Molecular Mechanisms

ER Stress: Protein restriction significantly upregulated ER stress markers (GRP78, PERK/ATF4/CHOP, IRE1 $\alpha$ /XBP1, ATF6) in both the aorta and PVAT. TUDCA normalized these markers.
Fibrosis: Increased expression of Collagen I, III, IV, and TGF $\beta$ in the R group was reversed by TUDCA.
Bile Acid Signaling: Protein restriction reduced the expression of the bile acid receptor FXR in both tissues. TUDCA treatment significantly upregulated FXR expression. TGR5 and S1PR2 were not significantly modulated.
Validation: Treatment with PBA (another ER stress inhibitor) replicated the beneficial effects of TUDCA, confirming that ER stress inhibition is the critical mechanism.

Sexual Dimorphism

Female mice on the protein-restricted diet showed reduced body weight and increased blood pressure but did not develop vascular dysfunction, endothelial impairment, or PVAT remodeling. Consequently, TUDCA treatment was only conducted in males.
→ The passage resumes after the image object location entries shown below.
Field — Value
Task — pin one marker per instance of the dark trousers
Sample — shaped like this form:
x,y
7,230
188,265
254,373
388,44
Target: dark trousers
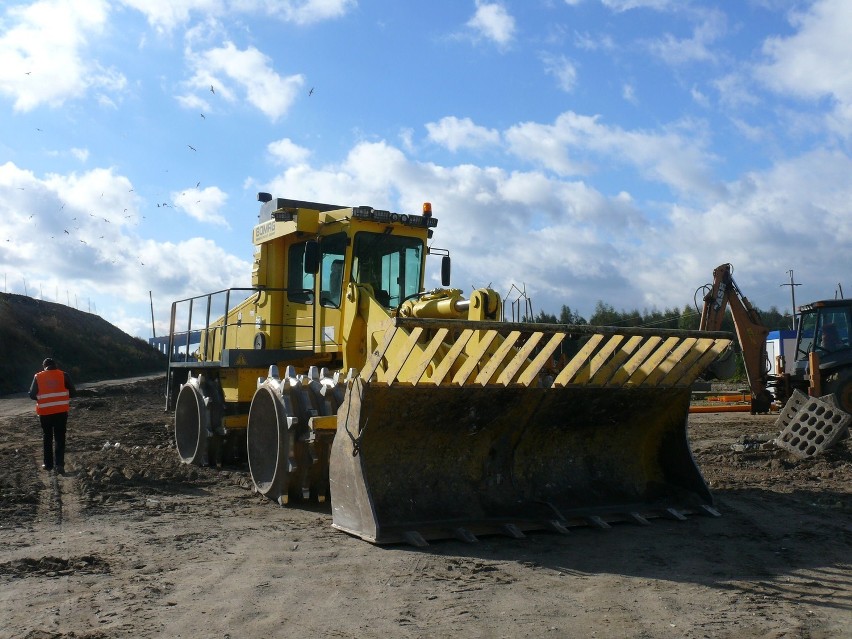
x,y
53,427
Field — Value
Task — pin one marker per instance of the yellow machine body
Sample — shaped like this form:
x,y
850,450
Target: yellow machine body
x,y
424,414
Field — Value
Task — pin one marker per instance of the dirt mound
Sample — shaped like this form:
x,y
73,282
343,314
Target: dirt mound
x,y
84,344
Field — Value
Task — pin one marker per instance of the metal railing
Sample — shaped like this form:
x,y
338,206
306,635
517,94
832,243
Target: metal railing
x,y
215,308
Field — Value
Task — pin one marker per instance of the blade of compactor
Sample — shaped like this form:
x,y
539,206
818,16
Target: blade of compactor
x,y
480,446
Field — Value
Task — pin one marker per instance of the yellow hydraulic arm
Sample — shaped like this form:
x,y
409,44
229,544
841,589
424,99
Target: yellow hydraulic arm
x,y
750,330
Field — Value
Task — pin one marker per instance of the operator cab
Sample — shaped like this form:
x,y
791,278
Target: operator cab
x,y
825,328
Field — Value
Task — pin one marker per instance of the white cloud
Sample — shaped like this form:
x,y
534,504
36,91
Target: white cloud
x,y
310,11
454,134
679,51
166,15
492,22
676,156
627,5
285,151
204,205
563,69
84,228
80,154
43,53
252,73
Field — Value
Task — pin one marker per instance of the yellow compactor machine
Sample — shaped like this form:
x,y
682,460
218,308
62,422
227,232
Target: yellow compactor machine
x,y
423,414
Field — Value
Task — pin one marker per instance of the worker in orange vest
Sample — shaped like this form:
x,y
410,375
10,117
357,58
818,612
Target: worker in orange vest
x,y
53,389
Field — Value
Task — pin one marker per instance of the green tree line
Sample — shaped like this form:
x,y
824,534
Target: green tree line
x,y
686,318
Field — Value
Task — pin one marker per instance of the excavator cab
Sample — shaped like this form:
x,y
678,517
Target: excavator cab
x,y
825,330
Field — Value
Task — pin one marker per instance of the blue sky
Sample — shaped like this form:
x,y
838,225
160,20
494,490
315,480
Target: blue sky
x,y
579,150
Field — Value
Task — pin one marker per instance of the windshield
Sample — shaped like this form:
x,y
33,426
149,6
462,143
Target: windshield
x,y
391,264
807,328
826,329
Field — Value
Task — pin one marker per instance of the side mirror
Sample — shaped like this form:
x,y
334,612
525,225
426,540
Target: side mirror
x,y
312,257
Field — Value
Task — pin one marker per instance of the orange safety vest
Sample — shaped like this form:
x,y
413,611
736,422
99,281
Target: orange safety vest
x,y
52,396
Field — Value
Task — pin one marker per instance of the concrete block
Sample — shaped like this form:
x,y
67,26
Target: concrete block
x,y
810,425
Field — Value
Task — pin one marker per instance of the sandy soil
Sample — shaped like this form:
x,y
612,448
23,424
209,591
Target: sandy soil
x,y
130,543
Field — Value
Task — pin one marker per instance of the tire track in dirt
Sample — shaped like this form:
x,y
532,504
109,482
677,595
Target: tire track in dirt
x,y
59,502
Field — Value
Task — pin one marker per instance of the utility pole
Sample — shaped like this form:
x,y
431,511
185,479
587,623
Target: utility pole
x,y
153,327
792,286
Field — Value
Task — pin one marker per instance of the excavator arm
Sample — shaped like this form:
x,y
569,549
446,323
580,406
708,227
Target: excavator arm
x,y
751,333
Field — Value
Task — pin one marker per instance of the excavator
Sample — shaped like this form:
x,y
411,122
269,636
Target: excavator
x,y
823,356
420,413
722,294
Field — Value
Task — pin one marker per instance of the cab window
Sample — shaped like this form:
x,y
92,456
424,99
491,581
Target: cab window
x,y
300,285
333,250
390,264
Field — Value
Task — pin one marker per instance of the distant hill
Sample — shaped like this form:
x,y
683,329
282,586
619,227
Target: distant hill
x,y
85,345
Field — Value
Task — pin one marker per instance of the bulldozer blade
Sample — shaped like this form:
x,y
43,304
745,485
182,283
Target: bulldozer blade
x,y
425,461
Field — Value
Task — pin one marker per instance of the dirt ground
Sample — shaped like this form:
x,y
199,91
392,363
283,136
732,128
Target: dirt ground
x,y
130,543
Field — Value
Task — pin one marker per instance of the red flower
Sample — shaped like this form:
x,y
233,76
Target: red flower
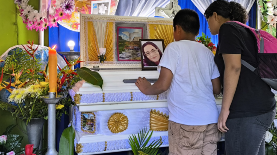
x,y
29,149
210,44
214,48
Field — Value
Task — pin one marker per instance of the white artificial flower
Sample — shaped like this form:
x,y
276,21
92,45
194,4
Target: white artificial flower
x,y
102,9
268,136
271,20
24,4
58,4
29,9
270,11
39,17
3,139
269,4
275,12
33,15
102,51
52,11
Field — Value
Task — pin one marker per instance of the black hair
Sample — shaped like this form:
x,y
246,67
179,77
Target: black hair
x,y
231,10
146,60
188,20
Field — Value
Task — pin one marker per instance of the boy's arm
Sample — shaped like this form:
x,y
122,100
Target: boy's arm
x,y
158,87
216,86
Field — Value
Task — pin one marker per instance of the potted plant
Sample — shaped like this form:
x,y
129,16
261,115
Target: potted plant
x,y
24,80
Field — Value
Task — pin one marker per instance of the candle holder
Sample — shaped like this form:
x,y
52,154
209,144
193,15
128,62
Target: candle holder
x,y
52,100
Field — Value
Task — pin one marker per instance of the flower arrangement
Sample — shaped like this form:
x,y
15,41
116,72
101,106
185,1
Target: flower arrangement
x,y
269,15
51,13
101,56
207,42
10,144
25,82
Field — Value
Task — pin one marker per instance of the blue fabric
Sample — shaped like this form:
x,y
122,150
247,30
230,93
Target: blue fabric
x,y
204,27
60,36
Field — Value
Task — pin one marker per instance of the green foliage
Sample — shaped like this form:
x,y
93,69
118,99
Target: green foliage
x,y
90,76
264,12
139,143
204,39
20,61
13,142
67,142
273,131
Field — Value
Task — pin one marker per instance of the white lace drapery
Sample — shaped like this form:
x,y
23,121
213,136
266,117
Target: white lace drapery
x,y
141,8
202,5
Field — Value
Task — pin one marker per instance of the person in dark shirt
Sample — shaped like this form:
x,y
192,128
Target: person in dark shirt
x,y
248,105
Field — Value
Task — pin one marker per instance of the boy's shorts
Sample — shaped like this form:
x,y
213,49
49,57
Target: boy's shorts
x,y
193,140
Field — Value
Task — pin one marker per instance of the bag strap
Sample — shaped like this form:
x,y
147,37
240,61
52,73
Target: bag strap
x,y
261,41
247,65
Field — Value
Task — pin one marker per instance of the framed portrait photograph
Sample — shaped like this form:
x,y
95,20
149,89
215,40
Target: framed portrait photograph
x,y
128,44
101,7
88,122
151,53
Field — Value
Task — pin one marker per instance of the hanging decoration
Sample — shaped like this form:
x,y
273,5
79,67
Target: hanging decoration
x,y
268,11
51,12
84,7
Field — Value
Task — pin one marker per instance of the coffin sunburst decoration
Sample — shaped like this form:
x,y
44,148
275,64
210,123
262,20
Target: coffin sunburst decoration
x,y
118,122
158,121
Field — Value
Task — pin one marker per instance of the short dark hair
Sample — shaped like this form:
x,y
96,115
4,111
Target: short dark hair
x,y
146,61
231,10
188,20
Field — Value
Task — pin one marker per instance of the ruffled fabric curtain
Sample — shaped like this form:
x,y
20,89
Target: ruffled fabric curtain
x,y
141,8
202,5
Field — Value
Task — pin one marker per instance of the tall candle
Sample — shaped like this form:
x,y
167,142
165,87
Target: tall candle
x,y
52,67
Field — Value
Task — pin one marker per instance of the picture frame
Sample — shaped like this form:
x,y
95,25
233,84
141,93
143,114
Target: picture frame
x,y
153,28
88,122
128,44
101,7
151,53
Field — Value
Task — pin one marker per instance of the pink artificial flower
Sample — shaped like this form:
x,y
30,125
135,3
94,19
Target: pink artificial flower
x,y
11,153
68,6
53,3
38,25
67,16
44,24
29,149
3,139
52,21
30,25
271,20
75,26
59,14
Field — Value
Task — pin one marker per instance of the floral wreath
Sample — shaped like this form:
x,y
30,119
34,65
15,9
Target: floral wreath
x,y
269,15
54,11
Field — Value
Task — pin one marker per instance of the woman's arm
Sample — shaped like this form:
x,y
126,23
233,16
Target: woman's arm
x,y
231,77
158,87
216,86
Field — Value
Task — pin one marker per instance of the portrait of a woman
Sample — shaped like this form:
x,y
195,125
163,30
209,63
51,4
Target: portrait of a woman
x,y
151,54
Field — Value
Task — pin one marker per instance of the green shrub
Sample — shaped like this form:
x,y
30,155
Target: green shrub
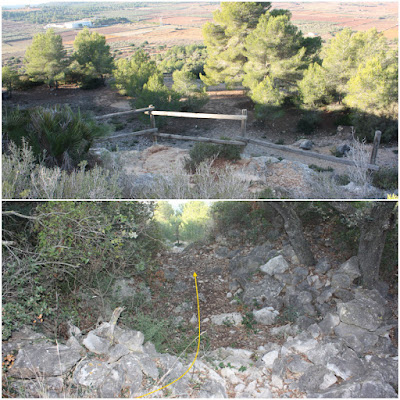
x,y
343,118
201,152
22,178
24,296
366,125
320,169
308,123
58,135
386,178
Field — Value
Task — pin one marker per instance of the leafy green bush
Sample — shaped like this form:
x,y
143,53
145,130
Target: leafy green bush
x,y
22,178
201,152
308,123
366,125
69,247
24,296
386,178
59,135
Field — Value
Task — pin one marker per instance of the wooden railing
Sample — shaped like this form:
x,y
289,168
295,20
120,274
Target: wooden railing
x,y
238,141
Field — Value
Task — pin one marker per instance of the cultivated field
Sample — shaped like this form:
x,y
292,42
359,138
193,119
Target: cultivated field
x,y
181,24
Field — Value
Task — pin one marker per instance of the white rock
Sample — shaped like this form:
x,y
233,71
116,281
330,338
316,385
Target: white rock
x,y
270,357
239,388
265,316
277,382
227,319
229,374
329,380
277,265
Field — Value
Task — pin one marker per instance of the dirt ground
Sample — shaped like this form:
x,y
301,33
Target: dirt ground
x,y
214,282
283,131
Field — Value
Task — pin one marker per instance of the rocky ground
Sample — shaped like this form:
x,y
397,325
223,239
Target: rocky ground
x,y
287,174
270,327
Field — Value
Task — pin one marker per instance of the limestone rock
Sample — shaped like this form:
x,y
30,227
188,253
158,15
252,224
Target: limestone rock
x,y
266,292
270,357
351,268
265,316
358,339
44,359
277,265
314,378
96,344
366,314
347,365
227,319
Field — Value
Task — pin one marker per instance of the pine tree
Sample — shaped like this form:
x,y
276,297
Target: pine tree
x,y
92,54
9,78
225,41
374,87
276,59
131,75
313,87
341,60
45,58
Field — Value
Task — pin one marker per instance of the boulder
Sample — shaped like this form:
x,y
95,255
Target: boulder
x,y
277,265
340,280
347,365
44,360
306,144
92,374
265,316
323,266
229,319
364,313
358,339
342,149
320,354
316,378
97,344
351,268
133,374
266,293
365,387
269,358
132,340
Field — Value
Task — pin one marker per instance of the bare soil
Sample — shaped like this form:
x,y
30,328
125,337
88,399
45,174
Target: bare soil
x,y
214,281
283,130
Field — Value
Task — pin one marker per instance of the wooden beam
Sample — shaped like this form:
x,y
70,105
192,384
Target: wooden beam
x,y
309,153
375,147
139,110
138,133
244,112
200,139
199,115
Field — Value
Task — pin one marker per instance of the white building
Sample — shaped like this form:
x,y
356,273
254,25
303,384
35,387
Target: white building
x,y
71,25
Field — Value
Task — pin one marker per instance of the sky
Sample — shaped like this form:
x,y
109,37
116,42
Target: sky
x,y
33,2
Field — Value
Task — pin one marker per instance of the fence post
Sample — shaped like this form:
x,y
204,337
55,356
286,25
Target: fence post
x,y
375,147
244,112
152,123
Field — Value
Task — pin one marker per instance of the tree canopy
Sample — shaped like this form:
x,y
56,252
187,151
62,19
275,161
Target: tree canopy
x,y
131,75
225,41
45,57
93,54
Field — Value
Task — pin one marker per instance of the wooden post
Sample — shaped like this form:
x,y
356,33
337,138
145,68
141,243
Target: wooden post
x,y
377,141
244,112
152,123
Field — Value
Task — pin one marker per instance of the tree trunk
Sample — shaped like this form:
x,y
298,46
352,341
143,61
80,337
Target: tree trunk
x,y
372,241
294,230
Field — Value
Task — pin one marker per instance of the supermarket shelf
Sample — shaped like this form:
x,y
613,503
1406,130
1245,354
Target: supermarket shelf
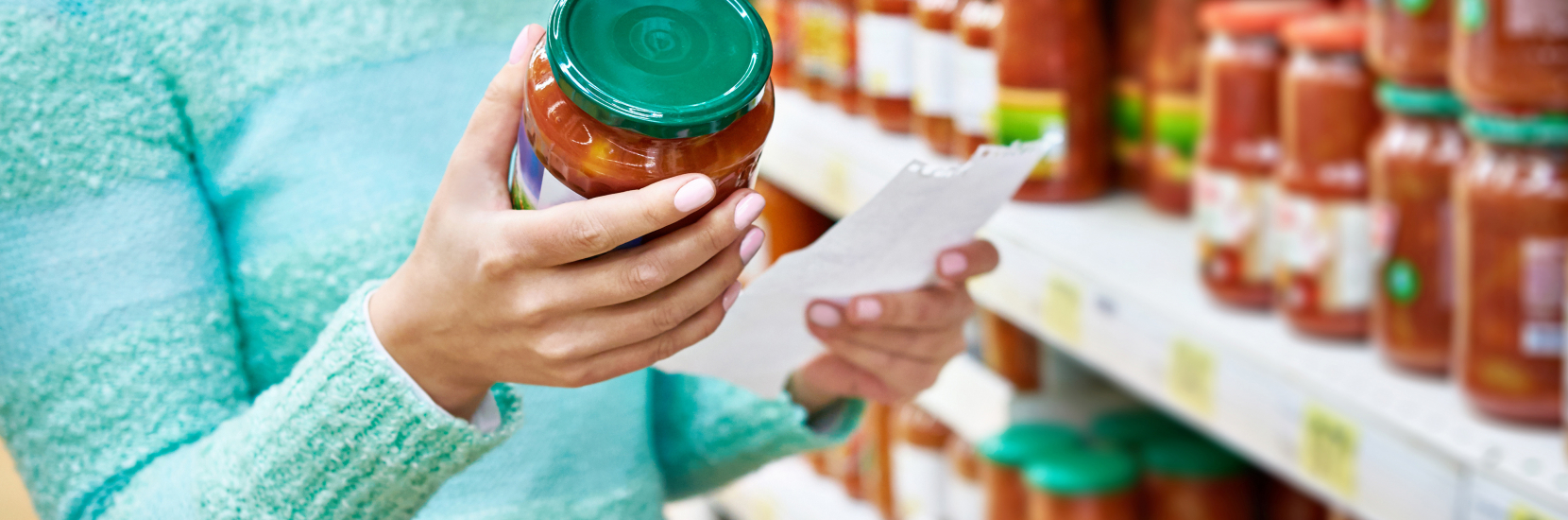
x,y
1116,286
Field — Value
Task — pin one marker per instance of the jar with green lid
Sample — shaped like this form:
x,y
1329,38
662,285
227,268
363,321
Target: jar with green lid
x,y
1004,458
1085,484
1195,479
624,93
1411,162
1512,225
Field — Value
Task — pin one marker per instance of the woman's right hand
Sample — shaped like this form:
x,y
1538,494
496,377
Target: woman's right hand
x,y
538,297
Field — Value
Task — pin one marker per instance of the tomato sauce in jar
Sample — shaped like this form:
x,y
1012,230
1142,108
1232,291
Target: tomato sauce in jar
x,y
629,112
1413,161
1239,147
1325,261
1052,68
1512,201
974,82
1512,55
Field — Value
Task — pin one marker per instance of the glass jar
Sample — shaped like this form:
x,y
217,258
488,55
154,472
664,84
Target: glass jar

5. Significance and Implications

Clinical Relevance: The findings suggest that TUDCA, an FDA-approved drug for cholestatic liver disease, could be repurposed as an adjuvant therapy to prevent cardiovascular complications in individuals with a history of early-life malnutrition.
Mechanistic Insight: The study highlights ER stress and FXR signaling as critical therapeutic targets for reversing malnutrition-induced vascular remodeling.
Public Health: Given the rising global prevalence of undernutrition (exacerbated by the pandemic), identifying a pharmacological strategy to mitigate the "developmental programming" of cardiovascular disease is of high priority.
Future Directions: The study points to the need for further investigation into the specific role of FXR agonism in mediating the vascular benefits of TUDCA and the mechanisms behind the observed sexual dimorphism in vascular resilience.